From: Jaap Suter (j.suter_at_[hidden])
Date: 2003-10-29 04:27:08
> > So can I assume Boost.Variant can detect non-throwability and act
> > accordingly (not do an allocation if not necessary)?
> Yes, via the type_traits library. Without compiler support, however, you
> likely will need to specialize the appropriate type_traits templates for
> your user-defined types.
Is it possible to document which type_traits specifically I need to
specialize. No hurries, and I haven't actually put in any effort to find out
which ones myself, but it might be nice.
> > Brian does bring up another point, which is the order of destruction and
> > construction. Is this garantueed, or merely a consequence of the current
> > implementation scheme? Is it possible to make the order of dtor and
> > (copy-)ctor an explicitly document feature that can be relied upon?
> It is not guaranteed. For example, since changing from double-storage to
> temporary heap backup, the order has reversed. I'm not sure what the
> value of a guaranteed order would be anyhow.
Well, it allows me to do exactly the thing posted in the original message;
implement a state machine where state entries and exits are implemented
through ctors and dtors. I can probably think of a few other cases where
such a defined order can be exploited too.
Personally, I think it makes sense conceptually too. If I use the assignment
operator on any other class, then in a sense the existing state is destroyed
first, and then the new state is copied in. I'm not saying that it's
implemented like that (as no sane person would do), but the similarities are
there. I think it makes sense to let variant behave the same.

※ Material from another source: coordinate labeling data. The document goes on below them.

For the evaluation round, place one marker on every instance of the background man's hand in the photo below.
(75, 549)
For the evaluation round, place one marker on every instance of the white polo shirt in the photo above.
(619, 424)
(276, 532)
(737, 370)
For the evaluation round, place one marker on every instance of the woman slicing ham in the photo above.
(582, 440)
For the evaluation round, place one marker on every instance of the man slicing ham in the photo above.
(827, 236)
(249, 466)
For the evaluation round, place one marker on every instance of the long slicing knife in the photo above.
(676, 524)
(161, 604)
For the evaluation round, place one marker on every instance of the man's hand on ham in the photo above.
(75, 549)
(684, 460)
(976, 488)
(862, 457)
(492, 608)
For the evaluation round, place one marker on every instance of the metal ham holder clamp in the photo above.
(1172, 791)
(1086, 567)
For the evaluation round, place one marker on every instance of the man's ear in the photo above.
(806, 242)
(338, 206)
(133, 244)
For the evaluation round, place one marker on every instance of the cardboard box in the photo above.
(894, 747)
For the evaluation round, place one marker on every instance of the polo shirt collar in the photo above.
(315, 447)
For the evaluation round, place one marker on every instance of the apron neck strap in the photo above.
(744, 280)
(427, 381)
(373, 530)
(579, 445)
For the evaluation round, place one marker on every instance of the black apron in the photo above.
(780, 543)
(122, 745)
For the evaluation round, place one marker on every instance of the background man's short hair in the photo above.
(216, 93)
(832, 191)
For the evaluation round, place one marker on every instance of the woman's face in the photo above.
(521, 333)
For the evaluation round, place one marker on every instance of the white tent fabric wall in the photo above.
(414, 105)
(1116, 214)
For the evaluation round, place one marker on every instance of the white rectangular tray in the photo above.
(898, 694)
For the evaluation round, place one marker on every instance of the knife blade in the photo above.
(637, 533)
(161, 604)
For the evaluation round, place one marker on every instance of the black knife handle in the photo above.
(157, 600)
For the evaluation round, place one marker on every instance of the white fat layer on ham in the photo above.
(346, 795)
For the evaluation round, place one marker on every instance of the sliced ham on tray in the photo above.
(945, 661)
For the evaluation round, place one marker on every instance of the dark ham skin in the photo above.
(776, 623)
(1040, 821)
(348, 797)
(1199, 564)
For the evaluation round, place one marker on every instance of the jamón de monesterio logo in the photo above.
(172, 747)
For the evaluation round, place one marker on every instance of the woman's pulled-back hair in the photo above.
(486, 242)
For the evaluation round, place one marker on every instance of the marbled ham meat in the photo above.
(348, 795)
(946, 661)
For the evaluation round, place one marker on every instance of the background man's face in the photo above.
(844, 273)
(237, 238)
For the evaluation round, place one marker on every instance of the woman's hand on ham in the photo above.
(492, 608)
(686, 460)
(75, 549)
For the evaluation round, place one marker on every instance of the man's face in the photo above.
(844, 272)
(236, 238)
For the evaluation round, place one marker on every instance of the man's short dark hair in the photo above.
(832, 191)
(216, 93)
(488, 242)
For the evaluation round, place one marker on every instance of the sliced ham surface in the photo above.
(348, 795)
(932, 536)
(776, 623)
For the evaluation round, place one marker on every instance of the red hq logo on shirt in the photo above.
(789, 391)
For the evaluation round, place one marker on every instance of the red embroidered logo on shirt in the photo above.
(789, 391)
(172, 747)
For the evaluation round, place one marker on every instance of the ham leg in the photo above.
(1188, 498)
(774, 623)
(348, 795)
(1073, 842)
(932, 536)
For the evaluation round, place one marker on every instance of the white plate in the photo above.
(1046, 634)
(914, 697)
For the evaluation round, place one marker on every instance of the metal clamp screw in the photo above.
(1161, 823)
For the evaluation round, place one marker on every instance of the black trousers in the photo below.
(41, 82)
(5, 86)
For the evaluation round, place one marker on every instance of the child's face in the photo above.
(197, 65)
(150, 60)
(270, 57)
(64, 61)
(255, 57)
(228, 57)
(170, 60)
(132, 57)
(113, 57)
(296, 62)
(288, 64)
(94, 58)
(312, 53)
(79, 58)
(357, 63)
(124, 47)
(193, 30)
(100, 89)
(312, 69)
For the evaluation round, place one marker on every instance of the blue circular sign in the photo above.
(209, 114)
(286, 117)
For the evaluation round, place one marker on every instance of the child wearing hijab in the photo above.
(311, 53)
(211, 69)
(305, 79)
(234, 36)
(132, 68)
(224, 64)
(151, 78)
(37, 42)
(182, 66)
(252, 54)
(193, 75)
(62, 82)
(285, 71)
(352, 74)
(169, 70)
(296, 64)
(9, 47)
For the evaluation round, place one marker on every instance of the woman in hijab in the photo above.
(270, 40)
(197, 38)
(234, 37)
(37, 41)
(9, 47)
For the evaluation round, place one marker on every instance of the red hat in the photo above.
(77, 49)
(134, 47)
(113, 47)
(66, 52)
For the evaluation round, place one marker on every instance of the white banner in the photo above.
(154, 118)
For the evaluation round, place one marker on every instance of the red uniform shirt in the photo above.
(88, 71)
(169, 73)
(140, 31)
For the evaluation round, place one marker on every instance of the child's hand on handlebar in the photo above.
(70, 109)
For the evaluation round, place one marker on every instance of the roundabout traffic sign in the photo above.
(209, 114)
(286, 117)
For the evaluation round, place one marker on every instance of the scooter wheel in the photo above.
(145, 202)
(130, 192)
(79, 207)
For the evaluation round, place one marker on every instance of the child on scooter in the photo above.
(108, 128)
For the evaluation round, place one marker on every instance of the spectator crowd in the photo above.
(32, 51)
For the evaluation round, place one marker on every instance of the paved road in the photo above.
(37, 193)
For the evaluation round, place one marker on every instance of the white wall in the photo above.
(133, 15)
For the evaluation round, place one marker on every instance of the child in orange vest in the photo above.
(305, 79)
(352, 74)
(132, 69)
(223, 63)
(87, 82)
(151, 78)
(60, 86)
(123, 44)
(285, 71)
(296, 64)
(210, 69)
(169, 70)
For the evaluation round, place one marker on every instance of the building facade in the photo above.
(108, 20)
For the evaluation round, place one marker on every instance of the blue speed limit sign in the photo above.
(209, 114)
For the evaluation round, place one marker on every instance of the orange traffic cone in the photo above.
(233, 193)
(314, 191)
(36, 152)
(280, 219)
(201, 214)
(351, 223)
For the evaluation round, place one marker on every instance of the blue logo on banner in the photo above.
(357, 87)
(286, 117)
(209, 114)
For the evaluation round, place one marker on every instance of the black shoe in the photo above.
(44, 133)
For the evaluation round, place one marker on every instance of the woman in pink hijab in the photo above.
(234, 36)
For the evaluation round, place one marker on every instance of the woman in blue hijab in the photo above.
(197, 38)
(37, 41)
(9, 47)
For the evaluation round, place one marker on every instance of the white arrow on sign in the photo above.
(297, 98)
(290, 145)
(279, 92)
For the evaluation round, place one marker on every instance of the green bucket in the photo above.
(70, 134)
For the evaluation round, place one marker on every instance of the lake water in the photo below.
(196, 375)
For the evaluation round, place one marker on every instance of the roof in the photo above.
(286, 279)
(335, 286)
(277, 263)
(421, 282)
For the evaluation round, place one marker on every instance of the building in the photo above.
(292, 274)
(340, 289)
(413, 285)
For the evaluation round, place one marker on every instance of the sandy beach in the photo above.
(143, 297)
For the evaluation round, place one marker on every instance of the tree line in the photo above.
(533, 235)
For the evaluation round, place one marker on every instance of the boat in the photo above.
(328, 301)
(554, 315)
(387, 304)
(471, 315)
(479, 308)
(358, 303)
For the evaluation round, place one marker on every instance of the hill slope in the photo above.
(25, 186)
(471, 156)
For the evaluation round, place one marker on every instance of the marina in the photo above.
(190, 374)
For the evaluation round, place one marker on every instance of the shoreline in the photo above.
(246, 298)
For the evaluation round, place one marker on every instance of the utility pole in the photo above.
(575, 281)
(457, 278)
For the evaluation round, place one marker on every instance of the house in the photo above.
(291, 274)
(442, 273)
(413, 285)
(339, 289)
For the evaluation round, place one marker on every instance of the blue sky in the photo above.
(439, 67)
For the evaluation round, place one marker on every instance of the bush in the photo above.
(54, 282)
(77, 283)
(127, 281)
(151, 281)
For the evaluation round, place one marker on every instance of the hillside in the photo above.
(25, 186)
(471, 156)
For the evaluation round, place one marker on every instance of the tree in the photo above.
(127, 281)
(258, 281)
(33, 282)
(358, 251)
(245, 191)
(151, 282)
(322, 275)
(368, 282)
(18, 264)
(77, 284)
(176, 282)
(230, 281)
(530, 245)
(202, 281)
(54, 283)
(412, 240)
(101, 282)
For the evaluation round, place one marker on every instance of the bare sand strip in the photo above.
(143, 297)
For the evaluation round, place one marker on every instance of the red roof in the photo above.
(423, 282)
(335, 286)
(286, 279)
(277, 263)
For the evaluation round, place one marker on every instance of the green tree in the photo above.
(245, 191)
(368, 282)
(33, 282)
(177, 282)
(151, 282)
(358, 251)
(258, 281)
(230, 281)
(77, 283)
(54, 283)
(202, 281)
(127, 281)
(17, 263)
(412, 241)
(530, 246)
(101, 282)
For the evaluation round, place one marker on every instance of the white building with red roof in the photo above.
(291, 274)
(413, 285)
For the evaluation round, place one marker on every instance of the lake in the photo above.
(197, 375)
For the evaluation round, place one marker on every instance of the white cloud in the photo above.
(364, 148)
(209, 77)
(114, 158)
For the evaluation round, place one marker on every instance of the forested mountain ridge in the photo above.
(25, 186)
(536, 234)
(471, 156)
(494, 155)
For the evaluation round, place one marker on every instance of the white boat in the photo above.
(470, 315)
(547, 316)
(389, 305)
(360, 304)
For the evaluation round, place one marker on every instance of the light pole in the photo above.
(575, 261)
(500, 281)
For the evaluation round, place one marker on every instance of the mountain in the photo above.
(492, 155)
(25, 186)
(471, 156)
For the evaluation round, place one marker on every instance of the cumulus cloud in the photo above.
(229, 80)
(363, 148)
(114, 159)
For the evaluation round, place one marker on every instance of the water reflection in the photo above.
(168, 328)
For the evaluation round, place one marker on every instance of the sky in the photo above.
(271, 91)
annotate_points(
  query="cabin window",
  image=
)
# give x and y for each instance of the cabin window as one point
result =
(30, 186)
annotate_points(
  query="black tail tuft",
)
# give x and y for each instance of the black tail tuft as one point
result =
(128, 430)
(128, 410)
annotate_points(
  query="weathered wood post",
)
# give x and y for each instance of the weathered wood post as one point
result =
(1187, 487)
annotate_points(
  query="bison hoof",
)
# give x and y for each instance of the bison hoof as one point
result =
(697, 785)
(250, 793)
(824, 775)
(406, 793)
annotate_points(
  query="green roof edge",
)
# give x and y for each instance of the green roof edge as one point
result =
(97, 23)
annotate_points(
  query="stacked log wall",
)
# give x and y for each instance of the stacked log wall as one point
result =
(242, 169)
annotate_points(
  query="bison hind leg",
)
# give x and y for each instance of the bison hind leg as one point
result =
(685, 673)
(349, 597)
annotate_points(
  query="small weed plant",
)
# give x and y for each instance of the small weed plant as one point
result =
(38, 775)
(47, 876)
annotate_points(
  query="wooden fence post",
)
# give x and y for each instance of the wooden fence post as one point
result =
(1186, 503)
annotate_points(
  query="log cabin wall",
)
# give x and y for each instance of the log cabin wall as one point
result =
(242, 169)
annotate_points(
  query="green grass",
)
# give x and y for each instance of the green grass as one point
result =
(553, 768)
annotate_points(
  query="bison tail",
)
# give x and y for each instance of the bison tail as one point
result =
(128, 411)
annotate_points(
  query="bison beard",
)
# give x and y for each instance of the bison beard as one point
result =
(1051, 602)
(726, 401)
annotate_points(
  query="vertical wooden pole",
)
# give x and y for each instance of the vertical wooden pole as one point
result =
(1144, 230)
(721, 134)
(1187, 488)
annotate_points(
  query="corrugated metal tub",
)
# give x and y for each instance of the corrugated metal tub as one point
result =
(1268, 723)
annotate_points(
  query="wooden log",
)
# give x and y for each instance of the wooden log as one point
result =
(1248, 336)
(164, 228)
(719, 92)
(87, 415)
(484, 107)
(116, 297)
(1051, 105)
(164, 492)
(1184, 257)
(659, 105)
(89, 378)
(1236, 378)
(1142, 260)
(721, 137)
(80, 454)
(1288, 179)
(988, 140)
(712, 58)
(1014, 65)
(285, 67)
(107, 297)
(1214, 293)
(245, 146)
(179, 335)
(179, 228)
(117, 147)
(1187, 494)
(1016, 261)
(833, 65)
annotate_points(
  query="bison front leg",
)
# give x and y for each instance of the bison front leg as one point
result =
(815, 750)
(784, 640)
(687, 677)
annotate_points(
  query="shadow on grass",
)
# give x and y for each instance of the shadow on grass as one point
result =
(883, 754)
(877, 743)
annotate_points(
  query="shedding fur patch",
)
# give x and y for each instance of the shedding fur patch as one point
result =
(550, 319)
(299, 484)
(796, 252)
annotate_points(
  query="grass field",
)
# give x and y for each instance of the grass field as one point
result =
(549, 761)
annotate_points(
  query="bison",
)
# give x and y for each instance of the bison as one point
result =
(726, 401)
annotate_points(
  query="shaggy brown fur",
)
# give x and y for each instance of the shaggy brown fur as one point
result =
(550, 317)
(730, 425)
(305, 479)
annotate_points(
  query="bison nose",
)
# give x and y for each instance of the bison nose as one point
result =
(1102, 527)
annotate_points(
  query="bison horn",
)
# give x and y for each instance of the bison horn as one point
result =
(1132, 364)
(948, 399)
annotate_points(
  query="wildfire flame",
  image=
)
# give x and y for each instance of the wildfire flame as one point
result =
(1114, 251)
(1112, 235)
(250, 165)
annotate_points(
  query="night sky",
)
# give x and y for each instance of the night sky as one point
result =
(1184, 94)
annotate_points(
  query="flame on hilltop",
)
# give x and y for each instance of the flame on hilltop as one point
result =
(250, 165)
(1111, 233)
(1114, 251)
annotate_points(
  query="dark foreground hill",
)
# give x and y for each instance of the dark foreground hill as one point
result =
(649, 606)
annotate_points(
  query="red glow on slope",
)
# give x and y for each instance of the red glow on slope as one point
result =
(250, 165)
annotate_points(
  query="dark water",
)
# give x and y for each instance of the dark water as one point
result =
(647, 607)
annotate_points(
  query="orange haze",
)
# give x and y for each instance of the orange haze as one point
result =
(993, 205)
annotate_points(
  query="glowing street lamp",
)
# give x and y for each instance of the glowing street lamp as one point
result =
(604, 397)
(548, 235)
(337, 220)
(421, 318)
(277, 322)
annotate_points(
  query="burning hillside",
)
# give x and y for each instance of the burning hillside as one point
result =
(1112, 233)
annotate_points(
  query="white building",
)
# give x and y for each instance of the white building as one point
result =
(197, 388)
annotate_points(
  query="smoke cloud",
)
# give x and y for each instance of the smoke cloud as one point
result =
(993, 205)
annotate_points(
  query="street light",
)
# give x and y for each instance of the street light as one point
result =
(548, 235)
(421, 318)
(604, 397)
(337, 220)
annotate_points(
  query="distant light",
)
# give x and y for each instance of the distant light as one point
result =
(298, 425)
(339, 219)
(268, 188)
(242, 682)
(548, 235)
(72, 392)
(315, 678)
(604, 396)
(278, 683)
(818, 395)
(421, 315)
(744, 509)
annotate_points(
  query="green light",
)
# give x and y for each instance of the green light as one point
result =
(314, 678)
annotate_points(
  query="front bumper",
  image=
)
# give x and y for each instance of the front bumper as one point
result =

On the other hand, I can also do what I am doing as a hack now, and use
boost::empty as follows:
variant<boost::empty, foo, bar> v;
v = foo();
v = boost::empty(); // make sure that foo is destroyed first;
v = bar(); // and then construct bar.
With an in_place construct, this wouldn't even be any slower than allowing
the actual implementation to define the order.
> I think this would be better handled with code such as the following:
> int p = mpl::index_of< my_variant::types, float >::value;
> Unfortunately, mpl::index_of does not yet exist. Perhaps this is enough
> motivation for me to finally create it.
That makes sense, and I wrote exactly that today actually :). It was
template<class Sequence, class Element>
struct index_of : mpl::distance<
typename mpl::find<Sequence, Element>::type
Probably the coding style isn't mpl compatible, but it's just to prove that
it's an easy enough addition.
Anyway, my work lead to the following questions:
1. I'm using MSVC 7.0, which means I can't use the variant<list<types> >
method. Is this really not implementable on 7.0, or is it simply too much
work. I thought of a few ways myself to do it without PTS, but I'm probably
2. Is the 'variant::types' typedef a type that models the mpl::sequence
concept? I tried running a few algorithms over it, but not everything
compiled. Therefore, as an temporary solution, I'm now simply defining both
a vector of types, and a variant of the same types (not using the vector
because I'm on MSVC). When I need to get the index, I just apply index_of to
the vector, instead of using variant::types.